America’s Lost Treasures: Los Angeles

On this episode of America’s Lost Treasures, Curt Doussett and Kinga Philipps host an open call for artifacts and items at the Museum of Natural History in Los Angeles, California. People from all over southern California show up to share their personal treasures and stories. The mission: to select one item that is worthy of being displayed in a special National Geographic exhibit.

Curt finds a 34-star American Flag, a C-melody saxophone and a dinosaur bone.  He is certain one of these items is museum worthy.  Kinga wants to learn more about three antique rifles, a light bulb possibly owned by Thomas Edison’s chief engineer and fish fossil.  They each set out to investigate the history and value of their items in the hopes that they have discovered one of America’s Lost Treasures.

On their quest to find out more about their chosen items, Kinga and Curt visit a firearms expert, a jazz musician, an Antique Hardware store and a textile conservator. Which item is truly authentic, and unique enough to be chosen as this week’s America’s Lost Treasure? Tune in to find out!

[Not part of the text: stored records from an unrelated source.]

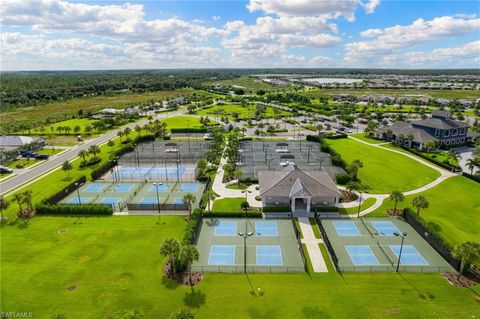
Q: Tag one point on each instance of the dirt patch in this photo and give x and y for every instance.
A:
(461, 281)
(182, 278)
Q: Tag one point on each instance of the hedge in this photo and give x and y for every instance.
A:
(72, 209)
(189, 130)
(275, 209)
(253, 214)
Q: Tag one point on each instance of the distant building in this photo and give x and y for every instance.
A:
(439, 128)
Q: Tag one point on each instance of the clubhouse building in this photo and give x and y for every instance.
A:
(301, 191)
(439, 128)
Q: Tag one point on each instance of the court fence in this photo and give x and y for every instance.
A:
(330, 249)
(436, 243)
(66, 191)
(250, 269)
(299, 243)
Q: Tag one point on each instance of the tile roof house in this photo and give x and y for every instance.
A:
(439, 128)
(299, 190)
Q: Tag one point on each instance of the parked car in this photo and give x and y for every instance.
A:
(41, 156)
(5, 170)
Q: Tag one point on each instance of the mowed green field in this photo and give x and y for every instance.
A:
(245, 112)
(116, 266)
(182, 122)
(454, 209)
(384, 171)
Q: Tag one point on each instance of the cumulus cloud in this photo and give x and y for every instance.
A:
(388, 40)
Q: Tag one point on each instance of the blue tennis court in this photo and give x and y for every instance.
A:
(161, 188)
(83, 200)
(269, 255)
(123, 188)
(222, 255)
(410, 255)
(94, 188)
(225, 228)
(110, 200)
(385, 228)
(266, 228)
(149, 200)
(346, 228)
(361, 255)
(189, 187)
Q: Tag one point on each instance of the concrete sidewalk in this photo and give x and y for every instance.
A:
(316, 257)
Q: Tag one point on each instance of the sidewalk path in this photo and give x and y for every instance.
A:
(316, 257)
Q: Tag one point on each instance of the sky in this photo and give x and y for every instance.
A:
(88, 35)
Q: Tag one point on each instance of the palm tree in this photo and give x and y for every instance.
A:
(18, 197)
(453, 157)
(4, 203)
(83, 154)
(471, 163)
(170, 248)
(188, 200)
(94, 149)
(397, 196)
(354, 167)
(209, 196)
(67, 167)
(188, 255)
(420, 202)
(468, 252)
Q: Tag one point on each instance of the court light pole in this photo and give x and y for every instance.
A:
(78, 185)
(403, 235)
(158, 198)
(245, 236)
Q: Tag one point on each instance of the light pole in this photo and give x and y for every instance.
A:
(403, 235)
(245, 236)
(359, 204)
(78, 185)
(158, 198)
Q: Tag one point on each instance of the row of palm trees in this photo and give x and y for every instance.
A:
(419, 202)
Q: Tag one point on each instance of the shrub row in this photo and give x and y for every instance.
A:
(274, 209)
(70, 209)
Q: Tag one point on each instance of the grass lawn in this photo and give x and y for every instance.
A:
(182, 122)
(365, 138)
(43, 111)
(245, 112)
(454, 209)
(237, 186)
(116, 265)
(52, 128)
(352, 210)
(228, 204)
(57, 180)
(384, 171)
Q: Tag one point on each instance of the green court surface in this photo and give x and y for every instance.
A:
(137, 196)
(271, 248)
(369, 245)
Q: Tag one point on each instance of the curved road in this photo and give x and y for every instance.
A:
(56, 161)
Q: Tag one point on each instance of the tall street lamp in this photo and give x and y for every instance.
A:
(245, 236)
(158, 198)
(403, 235)
(78, 185)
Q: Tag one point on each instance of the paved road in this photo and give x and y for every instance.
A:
(56, 161)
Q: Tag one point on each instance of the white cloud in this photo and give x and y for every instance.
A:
(389, 40)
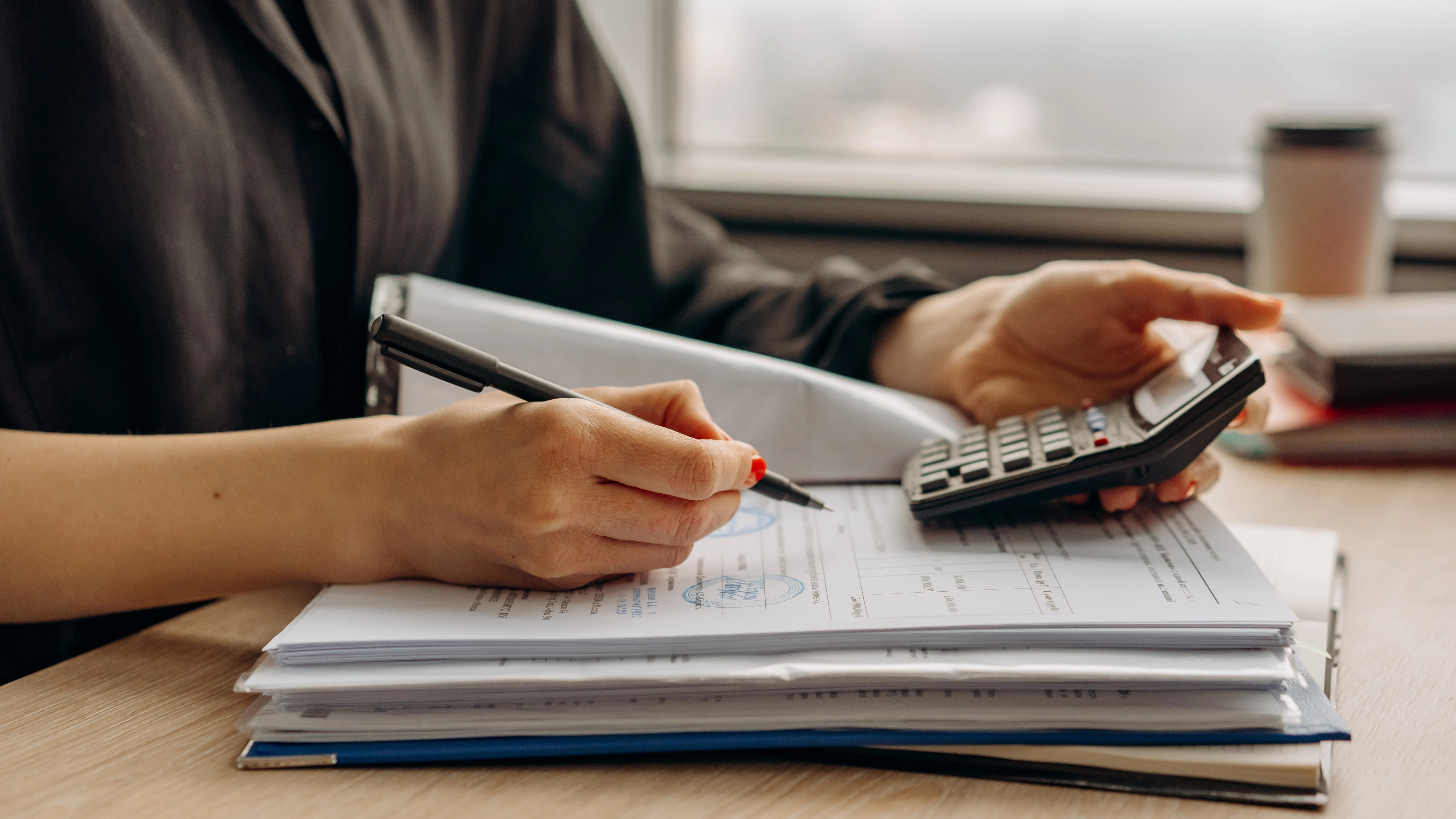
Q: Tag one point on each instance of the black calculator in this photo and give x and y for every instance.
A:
(1144, 438)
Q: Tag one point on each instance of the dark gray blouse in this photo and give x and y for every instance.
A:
(196, 197)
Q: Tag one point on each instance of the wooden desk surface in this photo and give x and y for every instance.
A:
(145, 726)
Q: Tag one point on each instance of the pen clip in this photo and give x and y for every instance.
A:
(430, 368)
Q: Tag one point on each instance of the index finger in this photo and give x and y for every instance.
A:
(1154, 292)
(634, 452)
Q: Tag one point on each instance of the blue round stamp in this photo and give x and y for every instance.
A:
(748, 521)
(743, 591)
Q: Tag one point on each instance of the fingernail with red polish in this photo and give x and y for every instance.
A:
(759, 468)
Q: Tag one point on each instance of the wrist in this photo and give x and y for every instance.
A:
(368, 460)
(914, 352)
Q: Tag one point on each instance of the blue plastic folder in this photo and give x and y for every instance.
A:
(1321, 722)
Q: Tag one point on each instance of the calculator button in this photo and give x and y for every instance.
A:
(1018, 461)
(962, 464)
(1058, 451)
(935, 483)
(976, 471)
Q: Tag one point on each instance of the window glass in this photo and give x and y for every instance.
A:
(1103, 82)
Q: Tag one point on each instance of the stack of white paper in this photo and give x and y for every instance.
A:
(781, 578)
(1157, 617)
(921, 710)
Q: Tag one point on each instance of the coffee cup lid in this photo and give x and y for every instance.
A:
(1327, 132)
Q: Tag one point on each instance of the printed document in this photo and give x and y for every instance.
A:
(914, 709)
(780, 578)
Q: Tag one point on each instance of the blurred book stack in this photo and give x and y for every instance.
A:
(1361, 381)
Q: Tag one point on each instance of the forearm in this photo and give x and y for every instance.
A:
(98, 524)
(914, 352)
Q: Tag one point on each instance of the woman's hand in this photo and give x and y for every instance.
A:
(561, 493)
(486, 492)
(1056, 336)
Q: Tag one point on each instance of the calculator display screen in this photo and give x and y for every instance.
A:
(1200, 365)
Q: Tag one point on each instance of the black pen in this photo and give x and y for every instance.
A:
(465, 366)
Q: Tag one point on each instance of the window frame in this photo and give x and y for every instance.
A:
(1071, 203)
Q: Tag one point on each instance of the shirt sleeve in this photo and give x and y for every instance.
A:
(826, 317)
(560, 213)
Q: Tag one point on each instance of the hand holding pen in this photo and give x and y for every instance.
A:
(468, 368)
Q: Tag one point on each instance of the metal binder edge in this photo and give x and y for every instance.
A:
(382, 375)
(266, 763)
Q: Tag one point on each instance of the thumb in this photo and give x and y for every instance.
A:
(1151, 292)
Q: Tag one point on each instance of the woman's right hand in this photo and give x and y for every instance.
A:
(497, 492)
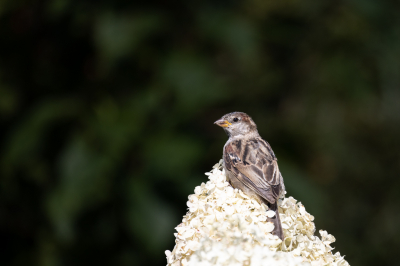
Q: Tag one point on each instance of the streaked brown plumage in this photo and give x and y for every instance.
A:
(251, 164)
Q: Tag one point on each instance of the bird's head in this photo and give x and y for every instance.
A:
(236, 124)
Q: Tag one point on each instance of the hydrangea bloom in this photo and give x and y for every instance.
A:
(225, 227)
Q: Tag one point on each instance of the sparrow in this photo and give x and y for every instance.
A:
(251, 165)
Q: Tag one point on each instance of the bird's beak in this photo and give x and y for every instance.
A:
(222, 123)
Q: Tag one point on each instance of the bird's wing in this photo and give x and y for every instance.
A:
(254, 163)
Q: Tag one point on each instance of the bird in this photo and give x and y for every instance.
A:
(251, 165)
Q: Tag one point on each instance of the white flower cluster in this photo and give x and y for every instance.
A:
(225, 227)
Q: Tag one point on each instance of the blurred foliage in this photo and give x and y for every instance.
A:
(107, 111)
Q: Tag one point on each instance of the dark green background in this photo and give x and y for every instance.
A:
(107, 111)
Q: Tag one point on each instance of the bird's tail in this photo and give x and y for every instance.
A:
(278, 231)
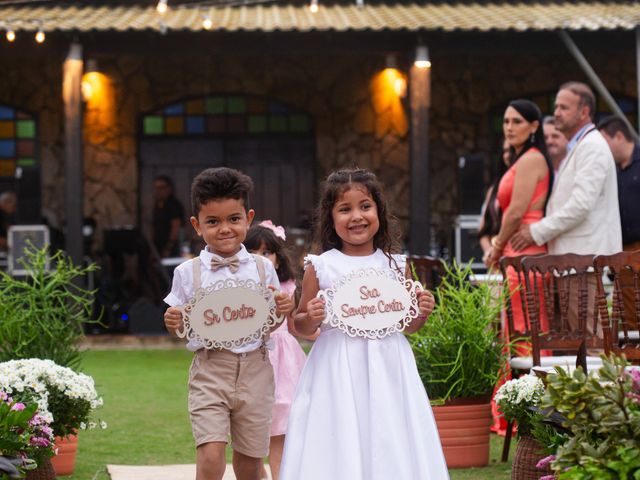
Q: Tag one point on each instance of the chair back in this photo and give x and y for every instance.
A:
(429, 270)
(621, 327)
(561, 285)
(513, 265)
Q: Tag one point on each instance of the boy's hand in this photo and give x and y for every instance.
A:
(284, 304)
(426, 302)
(316, 311)
(173, 319)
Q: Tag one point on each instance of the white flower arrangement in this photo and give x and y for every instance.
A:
(65, 398)
(515, 397)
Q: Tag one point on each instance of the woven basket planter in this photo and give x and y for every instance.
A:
(528, 454)
(44, 471)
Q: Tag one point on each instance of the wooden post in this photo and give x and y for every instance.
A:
(420, 210)
(74, 166)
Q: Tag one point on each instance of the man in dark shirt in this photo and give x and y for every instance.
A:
(168, 217)
(627, 156)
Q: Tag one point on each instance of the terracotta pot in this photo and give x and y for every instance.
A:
(44, 471)
(64, 461)
(528, 454)
(464, 433)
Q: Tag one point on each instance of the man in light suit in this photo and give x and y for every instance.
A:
(582, 214)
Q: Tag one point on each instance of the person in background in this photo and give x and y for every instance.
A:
(168, 218)
(556, 142)
(626, 154)
(8, 207)
(490, 215)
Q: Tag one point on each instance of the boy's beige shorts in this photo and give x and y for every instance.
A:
(232, 393)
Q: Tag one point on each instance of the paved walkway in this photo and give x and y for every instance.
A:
(164, 472)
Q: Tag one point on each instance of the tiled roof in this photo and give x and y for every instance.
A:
(269, 17)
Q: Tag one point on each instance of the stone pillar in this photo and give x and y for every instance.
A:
(419, 212)
(74, 167)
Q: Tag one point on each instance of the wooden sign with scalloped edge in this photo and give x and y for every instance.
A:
(229, 314)
(371, 303)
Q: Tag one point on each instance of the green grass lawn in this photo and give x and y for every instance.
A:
(145, 406)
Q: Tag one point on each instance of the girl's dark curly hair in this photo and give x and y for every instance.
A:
(259, 235)
(335, 185)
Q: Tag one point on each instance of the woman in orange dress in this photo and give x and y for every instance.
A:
(522, 192)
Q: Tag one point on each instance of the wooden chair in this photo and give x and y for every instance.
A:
(518, 365)
(621, 329)
(557, 282)
(429, 270)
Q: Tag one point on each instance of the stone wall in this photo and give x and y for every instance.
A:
(356, 121)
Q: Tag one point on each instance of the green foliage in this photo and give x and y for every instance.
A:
(603, 414)
(42, 314)
(458, 351)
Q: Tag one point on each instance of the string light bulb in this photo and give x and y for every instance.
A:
(162, 7)
(207, 23)
(422, 57)
(40, 35)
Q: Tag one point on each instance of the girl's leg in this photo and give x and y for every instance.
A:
(210, 461)
(275, 455)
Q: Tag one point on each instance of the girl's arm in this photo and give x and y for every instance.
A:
(310, 313)
(426, 303)
(531, 168)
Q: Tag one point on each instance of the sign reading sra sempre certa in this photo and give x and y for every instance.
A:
(230, 313)
(371, 303)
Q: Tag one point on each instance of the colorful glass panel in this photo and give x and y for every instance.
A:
(7, 168)
(220, 114)
(153, 125)
(7, 129)
(26, 129)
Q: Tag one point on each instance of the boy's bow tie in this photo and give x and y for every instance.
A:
(232, 262)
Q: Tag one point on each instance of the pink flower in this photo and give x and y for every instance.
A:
(544, 463)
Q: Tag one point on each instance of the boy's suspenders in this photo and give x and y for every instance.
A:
(197, 283)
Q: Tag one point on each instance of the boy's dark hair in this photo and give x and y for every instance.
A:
(613, 124)
(335, 185)
(218, 184)
(258, 235)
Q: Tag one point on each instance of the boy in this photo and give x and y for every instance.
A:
(229, 390)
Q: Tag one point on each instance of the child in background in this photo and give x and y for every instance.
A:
(230, 391)
(360, 411)
(287, 357)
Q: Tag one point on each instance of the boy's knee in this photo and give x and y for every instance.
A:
(211, 462)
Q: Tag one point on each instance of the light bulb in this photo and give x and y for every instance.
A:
(162, 7)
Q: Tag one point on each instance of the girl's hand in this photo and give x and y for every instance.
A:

Don’t miss America’s Lost Treasures: Los Angeles, July 18th at 9P et/pt.


  1. marian
    July 18, 2012, 9:11 pm

    You should have measured the resistence with ca.1890 equipment.

  2. Lynn
    July 18, 2012, 9:20 pm

    I have been looking forward to the show and just saw it tonight for the first time. I believe your female cohost, Kinga Phillips, brings the legitimacy, integrity and historical value of the program down to a reality show level. Her vocabulary is junior highish (awesome, cool, etc) and her mannerisms belong somewhere that would better serve a different type of program. I believe the artifacts and the investigation thereof can easily stand on their own without making the show about the cohosts competition. I expected a higher standard of delivery from NGC.

  3. Jay Wilhelm
    July 18, 2012, 9:42 pm

    I was disappointed by the choice of the 37 star flag over the Edison bulb. I spent 30 years in the electrical & lighting business as a certified lighting consultant, and felt the need to comment on how the bulb was ruled out.
    Keep in mind that the resistance values documented in 1891 would have been done with a primitive (by today’s standards) analog meter. The values checked on the show were done with a modern, digital meter. The variation was only approximately 10%…well within the tolerances that would be seen between digital and analog. The electrical engineers SHOULD have checked values with an analog meter.
    I believe that the bulb was actually one of the patented bulbs.

  4. Mark R
    July 18, 2012, 9:45 pm

    We are enjoying this new series with one major exception: The Hosts.
    Please return them to Nickelodeon or wherever you found them. They greatly detract from the great content and format of the show.

  5. Mike D
    July 19, 2012, 7:53 am

    Shouldn’t the bulb have been tested using period equipment? Modern testing equipment will have a much tighter tolerance than those made in 1890.

  6. Rick
    Colchester Connecticut USA
    July 25, 2012, 11:00 am

    I have a picture that was in one of the worlds fairs, I believe in the 1880’s that was in the Craftsmanship in America Exhibit of A Needle point Dog, Pointer to be exact, it was done by my great, great Grandmother, and has been in the family for many years now, and would like to see if I can get more info on it….Rick

  7. Steve
    August 10, 2012, 11:40 am

    Edison engineer John W. Howell wrote in his book “stories for my children” that he made around thirty or forty lamps for that big 1890 trial, and only 26 were admitted into evidence. Kind of makes me wonder if this light bulb might be one of the undocumented leftovers Howell made and saved as a souvenir.

  8. Gary
    September 4, 2012, 6:49 am

    The Edison_Bulb may not be what you say it is. It could possibly be a Fessenden Prototype which was the actual forerunner of the modern light bulb. More research must be done to cofirrm, If it is this prototype, then it truly is a Lost American Treasure! You may have missed the boat on this!

  9. Jon Wright
    July 9, 2013, 7:29 pm

    The dachshund stole the show!! Woof!!

  10. Mike Howells
    Los Angels
    July 23, 2015, 1:14 am

    An excellent and informative examination of the C Melody sax. I was certainly educated. Mike Parlett is very knowledgable and obviously a great musician.
    Thanks Curt, you guys did a great job. Most entertaining! Loved the weiner dog. Great TV!